EPÍLOGO

Estas semanas han sido muy intensas. Habré tenido decenas o centenares de horas de reuniones e interrogatorios. He asistido a entrevistas con científicos de todas las ramas imaginables y me han tenido presente cuando desmontaron hasta la última pieza de la lanzadera del Jefferson.

Por algún motivo que desconozco, esta gente no parece tener un gobierno centralizado. Todo parece surgir del acuerdo entre lo que ellos llaman los Consejos. Lo único que parece unirles es la bandera negra con estrellas rojas que representa a la Unión. Pero después de haber convivido con los miembros de la Colonia establecida por el Giordano Bruno en EE III nada de esto me coge por sorpresa.

Luis Seoane y su compañera Cecile Durand —diría que son algo más que compañeros pero parece que le dan un uso muy flexible a este término— me han invitado a su casa de la costa de Galicia. Sigo estando a disposición del Consejo. Mi guardiana es Karine Meyer, así que por mí, perfecto.

Ni los colonos, ni, por supuesto, los habitantes de esta Europa consejista tan improbable, saben nada de la tercera posibilidad del Campo: los viajes temporales a voluntad. El coordinador de la Central de Control de Flujo Temporal me aseguró en Manila, supongo que hace muchos años, que me devolverían al universo al que resulté desplazado en un accidente. Si quiero regresar a mi mundo tendré que hacerlo por los medios propios de este en el que me encuentro.

Pero ahora estoy aquí, convertido en una singularidad viviente. Sospecho que mi presencia constituirá el estímulo que precisan los físicos consejistas para poner las bases del salto temporal y los desplazamientos horizontales por el continuum, como dirían los agentes con los que traté. Nadie sospecha que, además de un náufrago dimensional, también he sido un actor destacado de su propia historia. Porque el Punto Jumbar de este mundo respecto del mío está en la guerra del 98.

—Pero Enrique, hombre, ¿qué haces ahí dentro? Sal a la terraza con nosotros. —Karine, que me vigila de cerca, viene a buscarme.

Salgo. La balconada de la casita de campo mira al mar. En nuestro frente tres islas montañosas cubiertas de bosque cierran la ría de Vigo. Es muy hermoso. En mi época Europa no es más que una zona destruida por la lluvia ácida y la contaminación masiva. Casi como medio planeta.

—Mira, Enrique, estamos a la altura de Nueva York —dice Karine. Luis, acodado en la baranda la corrige: señala el horizonte más allá de las islas, donde comienza el Atlántico.

—Bueno, más exactamente en el paralelo de Halifax.

—Pues el clima aquí es más benigno —respondo.

Comienzan a charlar sobre el efecto de la Corriente del Golfo y otras zarandajas. Pero estoy preocupado por otras cosas. La Central Temporal que será fundada dentro de ochocientos años en esta línea no me ha olvidado. He quedado en situación de disponible forzoso. Me pregunto qué dirían mis nuevos amigos si supieran que en alguna parte algo o alguien está tratando de hacer desaparecer su mundo de forma radical. Me reclutaron para impedirlo y parece que lo logré. En cualquier momento me pueden reclamar de nuevo.
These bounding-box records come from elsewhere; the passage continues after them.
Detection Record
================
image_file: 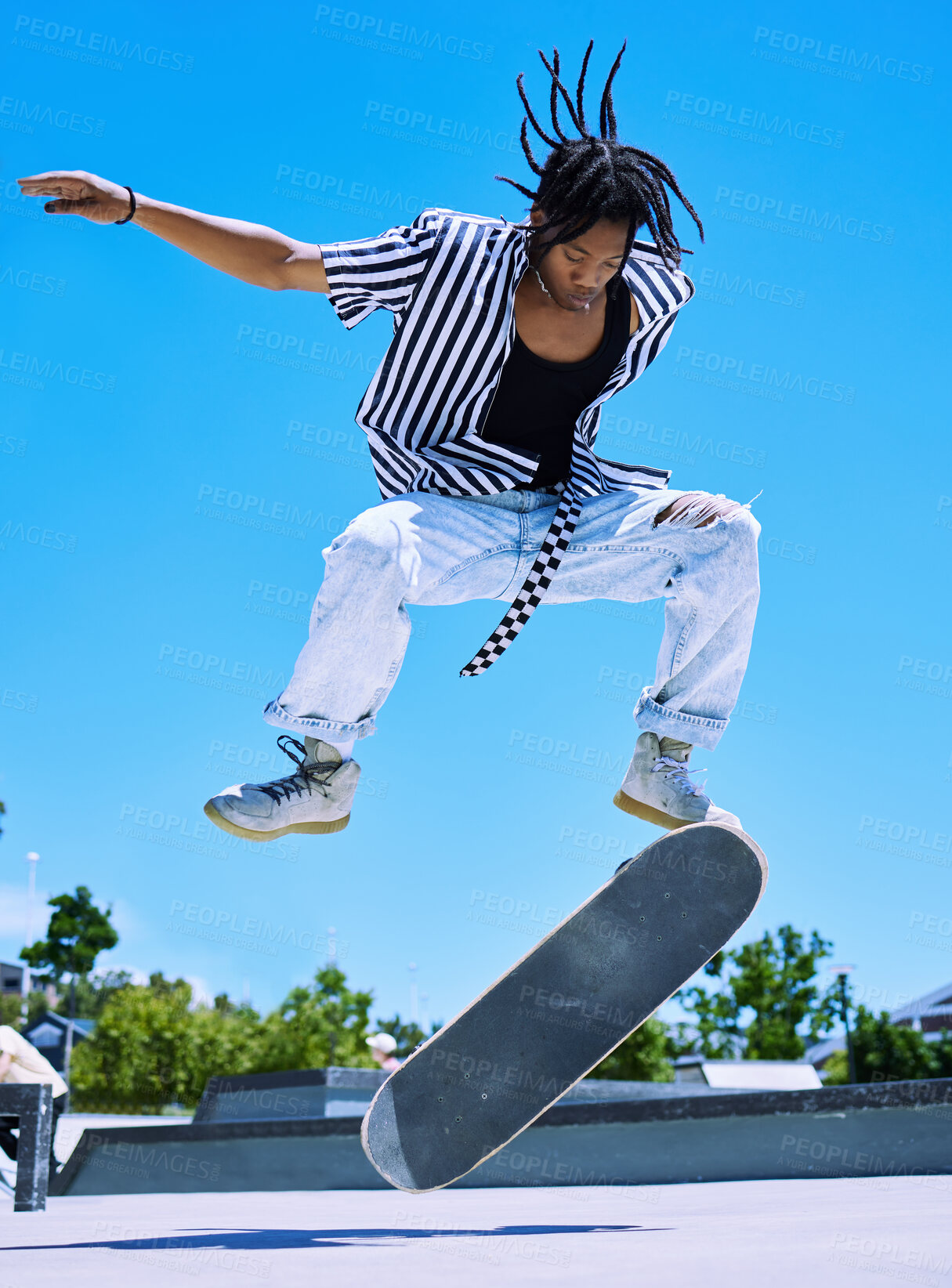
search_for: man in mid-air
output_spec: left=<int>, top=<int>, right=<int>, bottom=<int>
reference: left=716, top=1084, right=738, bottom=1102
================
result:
left=20, top=42, right=760, bottom=841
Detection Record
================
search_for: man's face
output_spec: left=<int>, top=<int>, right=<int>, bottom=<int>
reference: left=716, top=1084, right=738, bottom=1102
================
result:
left=530, top=208, right=628, bottom=313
Gorostiza ha estado revolviendo en la biblioteca de Luis Seoane. Le he notado muy raro conmigo estos días. Su mujer, Edurne, aceptó de inmediato la invitación de Luis y le ha traído casi a rastras. La mente de un físico de Campo es algo que se me escapa. Temo que sospeche algo.
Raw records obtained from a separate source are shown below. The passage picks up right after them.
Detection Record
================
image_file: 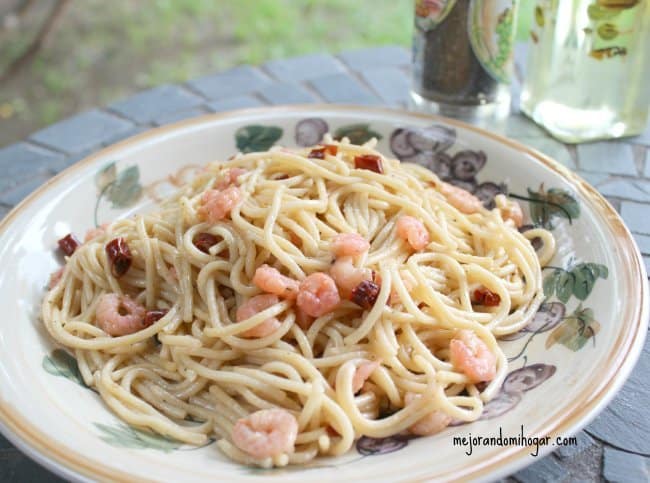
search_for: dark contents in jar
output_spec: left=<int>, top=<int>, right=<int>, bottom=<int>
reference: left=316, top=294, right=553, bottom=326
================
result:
left=415, top=0, right=498, bottom=105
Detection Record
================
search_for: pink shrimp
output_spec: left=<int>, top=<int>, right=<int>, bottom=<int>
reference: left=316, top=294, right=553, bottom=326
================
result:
left=352, top=361, right=381, bottom=394
left=84, top=223, right=108, bottom=243
left=47, top=267, right=65, bottom=290
left=330, top=257, right=372, bottom=298
left=232, top=408, right=298, bottom=459
left=397, top=215, right=429, bottom=250
left=214, top=168, right=246, bottom=191
left=253, top=264, right=300, bottom=300
left=296, top=307, right=316, bottom=330
left=199, top=186, right=243, bottom=223
left=404, top=392, right=451, bottom=436
left=440, top=183, right=483, bottom=215
left=494, top=195, right=524, bottom=228
left=236, top=294, right=281, bottom=337
left=332, top=233, right=370, bottom=257
left=296, top=272, right=341, bottom=317
left=95, top=293, right=148, bottom=336
left=449, top=329, right=497, bottom=383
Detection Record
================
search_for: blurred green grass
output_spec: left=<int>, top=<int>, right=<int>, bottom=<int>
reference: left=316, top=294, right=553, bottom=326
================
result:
left=0, top=0, right=532, bottom=146
left=0, top=0, right=413, bottom=145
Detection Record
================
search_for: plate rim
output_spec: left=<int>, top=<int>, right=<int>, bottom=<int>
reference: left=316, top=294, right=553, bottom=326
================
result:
left=0, top=103, right=650, bottom=481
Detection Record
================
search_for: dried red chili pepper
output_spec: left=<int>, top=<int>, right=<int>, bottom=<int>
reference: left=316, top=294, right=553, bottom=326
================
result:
left=307, top=148, right=325, bottom=159
left=473, top=288, right=501, bottom=307
left=106, top=238, right=133, bottom=278
left=350, top=280, right=379, bottom=309
left=354, top=154, right=384, bottom=174
left=144, top=310, right=168, bottom=327
left=192, top=233, right=219, bottom=253
left=57, top=233, right=81, bottom=257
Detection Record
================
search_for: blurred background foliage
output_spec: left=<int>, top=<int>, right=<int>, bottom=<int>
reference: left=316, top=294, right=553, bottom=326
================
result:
left=0, top=0, right=536, bottom=146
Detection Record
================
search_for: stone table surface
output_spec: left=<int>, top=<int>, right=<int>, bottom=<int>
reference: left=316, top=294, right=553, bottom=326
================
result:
left=0, top=46, right=650, bottom=483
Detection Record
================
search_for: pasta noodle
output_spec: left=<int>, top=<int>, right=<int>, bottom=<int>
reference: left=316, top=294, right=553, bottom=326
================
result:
left=42, top=134, right=554, bottom=467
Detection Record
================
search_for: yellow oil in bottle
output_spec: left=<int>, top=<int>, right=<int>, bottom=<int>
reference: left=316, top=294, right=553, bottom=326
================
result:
left=521, top=0, right=650, bottom=143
—Alberdi, tu familia vive en Montana, en la Montana alternativa. ¿No? Son pastores de ovejas clónicas por lo que nos contaste. —Sin esperar a mi respuesta, continúa—: En nuestra línea también existió, en tiempos, emigración vasca a Estados Unidos. Hay muchas similitudes pese a las historias diferentes. El punto principal de inflexión entre ambas parece estar en la Primera Guerra Imperialista…
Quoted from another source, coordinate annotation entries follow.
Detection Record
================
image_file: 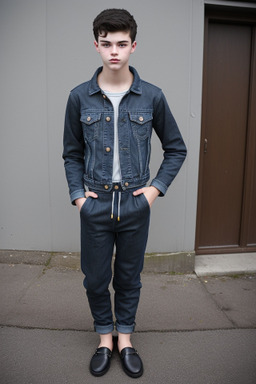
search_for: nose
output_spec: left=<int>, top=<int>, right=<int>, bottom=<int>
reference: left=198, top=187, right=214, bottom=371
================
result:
left=111, top=44, right=118, bottom=56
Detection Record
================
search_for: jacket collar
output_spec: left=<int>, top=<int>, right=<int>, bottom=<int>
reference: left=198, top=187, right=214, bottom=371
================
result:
left=89, top=67, right=142, bottom=96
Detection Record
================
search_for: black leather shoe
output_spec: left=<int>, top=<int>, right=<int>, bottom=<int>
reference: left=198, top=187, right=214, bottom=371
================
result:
left=90, top=347, right=112, bottom=376
left=120, top=347, right=143, bottom=378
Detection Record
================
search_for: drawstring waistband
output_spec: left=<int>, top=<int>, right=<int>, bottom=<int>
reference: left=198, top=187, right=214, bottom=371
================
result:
left=110, top=191, right=122, bottom=221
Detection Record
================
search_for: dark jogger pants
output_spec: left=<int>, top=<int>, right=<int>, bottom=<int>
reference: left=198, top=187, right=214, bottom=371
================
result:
left=80, top=189, right=150, bottom=334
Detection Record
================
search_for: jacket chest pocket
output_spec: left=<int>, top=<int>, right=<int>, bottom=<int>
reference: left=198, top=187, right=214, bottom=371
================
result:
left=129, top=112, right=153, bottom=140
left=80, top=112, right=101, bottom=141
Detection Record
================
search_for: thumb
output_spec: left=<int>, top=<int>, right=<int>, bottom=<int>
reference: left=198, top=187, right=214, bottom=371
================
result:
left=85, top=191, right=98, bottom=199
left=133, top=188, right=144, bottom=196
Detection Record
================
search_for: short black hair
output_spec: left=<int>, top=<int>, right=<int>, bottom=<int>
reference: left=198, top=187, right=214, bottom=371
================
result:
left=93, top=8, right=137, bottom=43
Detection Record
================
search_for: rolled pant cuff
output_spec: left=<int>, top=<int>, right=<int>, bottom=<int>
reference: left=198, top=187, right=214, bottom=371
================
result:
left=115, top=322, right=135, bottom=334
left=94, top=323, right=114, bottom=335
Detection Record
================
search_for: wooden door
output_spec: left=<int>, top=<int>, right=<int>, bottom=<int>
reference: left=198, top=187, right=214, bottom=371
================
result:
left=195, top=10, right=256, bottom=254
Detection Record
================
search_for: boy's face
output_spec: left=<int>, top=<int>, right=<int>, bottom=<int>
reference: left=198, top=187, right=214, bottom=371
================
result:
left=94, top=31, right=137, bottom=71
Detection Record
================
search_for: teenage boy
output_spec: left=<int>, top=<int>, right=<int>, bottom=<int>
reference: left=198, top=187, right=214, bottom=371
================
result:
left=63, top=9, right=186, bottom=377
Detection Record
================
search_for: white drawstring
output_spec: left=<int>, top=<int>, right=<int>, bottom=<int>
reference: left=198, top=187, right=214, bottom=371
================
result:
left=110, top=191, right=122, bottom=221
left=117, top=192, right=122, bottom=221
left=110, top=192, right=115, bottom=219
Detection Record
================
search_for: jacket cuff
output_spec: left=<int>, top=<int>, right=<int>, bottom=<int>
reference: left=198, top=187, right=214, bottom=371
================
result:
left=70, top=189, right=85, bottom=205
left=150, top=179, right=168, bottom=197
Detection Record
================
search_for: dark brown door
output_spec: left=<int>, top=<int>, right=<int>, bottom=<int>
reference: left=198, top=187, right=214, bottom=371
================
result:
left=196, top=10, right=256, bottom=254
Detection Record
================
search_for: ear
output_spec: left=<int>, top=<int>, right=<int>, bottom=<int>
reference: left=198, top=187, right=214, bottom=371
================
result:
left=94, top=40, right=100, bottom=52
left=131, top=41, right=137, bottom=53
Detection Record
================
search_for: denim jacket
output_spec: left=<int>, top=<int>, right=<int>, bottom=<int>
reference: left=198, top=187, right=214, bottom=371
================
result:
left=63, top=67, right=186, bottom=204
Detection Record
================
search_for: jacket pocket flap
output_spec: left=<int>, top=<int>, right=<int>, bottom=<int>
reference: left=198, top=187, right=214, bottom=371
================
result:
left=129, top=112, right=153, bottom=125
left=80, top=113, right=101, bottom=125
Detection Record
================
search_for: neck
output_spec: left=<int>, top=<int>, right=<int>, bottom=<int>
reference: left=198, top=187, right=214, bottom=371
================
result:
left=98, top=66, right=133, bottom=92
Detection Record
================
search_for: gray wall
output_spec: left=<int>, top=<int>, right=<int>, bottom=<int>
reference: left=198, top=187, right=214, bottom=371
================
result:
left=0, top=0, right=204, bottom=252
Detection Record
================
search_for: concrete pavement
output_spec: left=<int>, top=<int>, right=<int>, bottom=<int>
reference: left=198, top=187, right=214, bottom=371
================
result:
left=0, top=251, right=256, bottom=384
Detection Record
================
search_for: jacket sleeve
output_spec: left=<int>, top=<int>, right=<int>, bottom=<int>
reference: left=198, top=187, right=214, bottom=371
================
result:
left=62, top=93, right=85, bottom=205
left=150, top=91, right=187, bottom=196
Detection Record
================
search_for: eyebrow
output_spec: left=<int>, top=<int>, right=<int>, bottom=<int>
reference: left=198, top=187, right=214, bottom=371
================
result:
left=100, top=39, right=129, bottom=44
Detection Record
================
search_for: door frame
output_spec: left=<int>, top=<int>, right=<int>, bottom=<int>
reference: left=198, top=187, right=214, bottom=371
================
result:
left=195, top=4, right=256, bottom=255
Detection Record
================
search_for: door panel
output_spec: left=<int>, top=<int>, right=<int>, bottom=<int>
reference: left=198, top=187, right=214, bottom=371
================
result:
left=196, top=7, right=256, bottom=253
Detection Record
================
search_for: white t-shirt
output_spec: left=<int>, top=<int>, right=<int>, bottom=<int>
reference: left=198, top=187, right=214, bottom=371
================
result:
left=104, top=91, right=127, bottom=183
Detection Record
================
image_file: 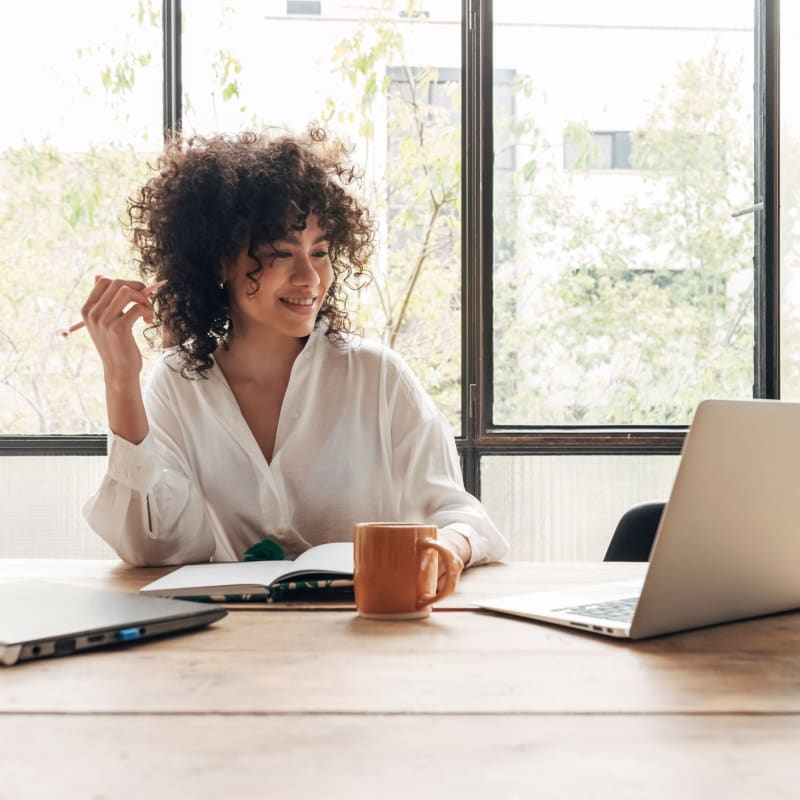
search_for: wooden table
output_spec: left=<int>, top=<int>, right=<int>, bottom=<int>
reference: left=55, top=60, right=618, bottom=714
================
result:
left=0, top=560, right=800, bottom=800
—Quieres decir la Hispano-norteamericana de 1898 —le digo. Veo que tiene un libro en la mano. Está muy tenso.

—Sí, claro, camarada Alberdi. Pero dinos, hay algo en lo que he pensado mucho en estos días. La frase: «La salvación está en la caldera» ¿significa algo para ti?

Me miran todos. El libro es una antigua edición de algo que parecen ser unas memorias sobre la guerra Hispano-japonesa de 1912. El autor es un tal Camilo Molins.

No tengo ni idea de quién pueda ser.

Sospecho que estoy a punto de dar el primer paso de regreso a casa. ¿Ustedes qué creen?